熱情はベートーヴェンのソナタで頂点を極めた作品で
三大ソナタに必ずといっていいほど入る名曲です。
アッパーショナータ(Appasionata)は「熱情」という意味で、ものすごく激しい、
とか火のような激しさでというイメージをもっていただくと納得いけるかと思います。(Appasionatoはほとんど同じ意味。)

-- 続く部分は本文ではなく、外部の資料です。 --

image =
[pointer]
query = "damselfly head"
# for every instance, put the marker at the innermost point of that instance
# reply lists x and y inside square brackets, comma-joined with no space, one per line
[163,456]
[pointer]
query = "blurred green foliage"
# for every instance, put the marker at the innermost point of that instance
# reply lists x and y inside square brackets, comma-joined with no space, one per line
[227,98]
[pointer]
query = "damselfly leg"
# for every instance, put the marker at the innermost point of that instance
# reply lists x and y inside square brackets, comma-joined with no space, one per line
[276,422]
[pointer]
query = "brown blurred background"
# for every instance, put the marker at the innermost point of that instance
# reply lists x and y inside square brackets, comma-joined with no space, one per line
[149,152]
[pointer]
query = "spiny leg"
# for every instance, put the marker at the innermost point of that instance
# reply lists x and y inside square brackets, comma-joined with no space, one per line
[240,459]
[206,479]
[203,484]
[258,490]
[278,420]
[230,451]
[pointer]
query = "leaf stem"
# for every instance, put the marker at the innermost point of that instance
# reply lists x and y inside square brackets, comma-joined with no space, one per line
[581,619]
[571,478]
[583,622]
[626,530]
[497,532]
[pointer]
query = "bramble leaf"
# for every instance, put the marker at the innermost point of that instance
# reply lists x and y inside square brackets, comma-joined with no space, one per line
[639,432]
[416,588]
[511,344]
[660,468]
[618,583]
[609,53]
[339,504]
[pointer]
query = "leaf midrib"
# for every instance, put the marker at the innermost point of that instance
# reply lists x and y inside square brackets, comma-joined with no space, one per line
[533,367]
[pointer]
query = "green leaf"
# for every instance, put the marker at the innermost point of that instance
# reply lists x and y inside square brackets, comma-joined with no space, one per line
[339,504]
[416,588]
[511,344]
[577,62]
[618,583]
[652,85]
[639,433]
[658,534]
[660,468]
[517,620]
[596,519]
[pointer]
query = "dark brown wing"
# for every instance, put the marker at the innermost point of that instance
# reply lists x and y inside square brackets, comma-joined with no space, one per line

類似表現に、con fuocoというのがありますが、
これは「火のような情熱をもって」
という意味なので意味としてはほぼ類似になります。
大規模なソナタ形式で、激情的な一楽章、
優しくもあるが旋律に情熱を秘めた二楽章、
そして嵐のような三楽章と、
聞くものを瞬く間にその世界観へと引きづりこみ
とりことさせるのです。
自分が熱情のレビューをしていいのかすごく迷いました・・・・
また、どのピアニストを参考にしていいのかもものすごく迷いました。
他に熱情にはすぐれた名演奏がたくさんあるので迷いますが、
ブレンデルや、アラウ、ホロヴィッツ、リヒテル、バックハウス、アシュケナージ
など、おなじみのピアニストたちの名演奏もぜひ聞き比べてください。
一楽章
allergo assai
ヘ短調、8分の12拍子
不気味で重くつぶやくような主題が現れる。
それは消えていくかのように思わせて、
突然激烈なパッセージが現れ
驚かせる。
ピアニッシモとフォルテシモの激しい繰り返しが続いた後に
やや穏やかな第2主題が姿を現す。
やわらかくはあるが、オクターブで重々しく演奏されるため
多少不気味な旋律であり、
美しくはあるが、不安な感じは拭い去りきれない。
そして再び嵐のような激しい部分が戻ってきて
けたたましく叫び声のようなたたき付けるような部分が続く。
それが収まるとホ長調の新しい展開部へと入り、
大規模な発展を遂げる。
劇的に激しく転調し、
嵐のごとくまくしたてる音楽は激烈を極めるが
すぐにまたしずかさを取戻す。
静か音楽はまたふたたび激しさを増していき、興奮し、
高潮して激しいカデンツァへ突入する。
また一旦静かになり、
静かな音楽と激烈な部分を繰り返しつつ、大きく展開していく。
そして最初に出てきたモチーフが再び登場する。(再現部)。
この再現部は途中で大きく発展して、
最もクライマックスであるカデンツァ風の激烈なパッセージの部分へと突入する。
そして一旦テンポを落としピア二シモで呼吸を置くと、
突然ピウアレグロとなり激烈な嵐が再びやってくる。
オクターブの連打で激しい叫びを上げて、
音楽は深い奈落の底へ沈黙していく。
第2楽章
Andante con moto
変二長調、4分の2拍子。
嵐のような一楽章とは対照的な、非常に美しい楽章で、やすらぎに満ちた楽章。
主題が変奏曲風に繰り広げられていき、動きのある旋律に発展していく。
自然な流れを要求している。
この美しい楽章が頂点に達し、再び最初のテーマが帰ってくると、また再び嵐の気配を予感させる和音がやってくる。
そして、それてフォルテシモの激烈な和音によって、
美しくも平和な気分は無残にも断ち切られてしまう。
第三楽章
Allegro ma non troppo~presto
ヘ短調、4分の2拍子
前楽章からそのまま切れ目なしに演奏され、
フォルテシモで雄たけびを上げた和音は
激烈を極めるフォルテシモの激しい和音連打で開始され、
更なる激しい嵐を予感させる。
せわしく動き回り、演奏に関してもかなりの難易度で演奏至難とされる楽章で
特にコーダでは1楽章以上の更なる激烈を極める部分であり、
劇的な要素も問われるという
音楽上でも非常に演奏困難な問題をかかえる楽章である。
prestoに入ったところの速いテンポでの和音連打も非常に困難。
みなさんがたぶん一度はどこかできいたことのあるソナタだと思います。
「ハンマークラヴィーアソナタ」と並ぶ音楽的にも非常に難しい部分が多く、
ピアニスト泣かせなところもあるから
よく国際コンクールの課題曲に指定されやすい曲であります。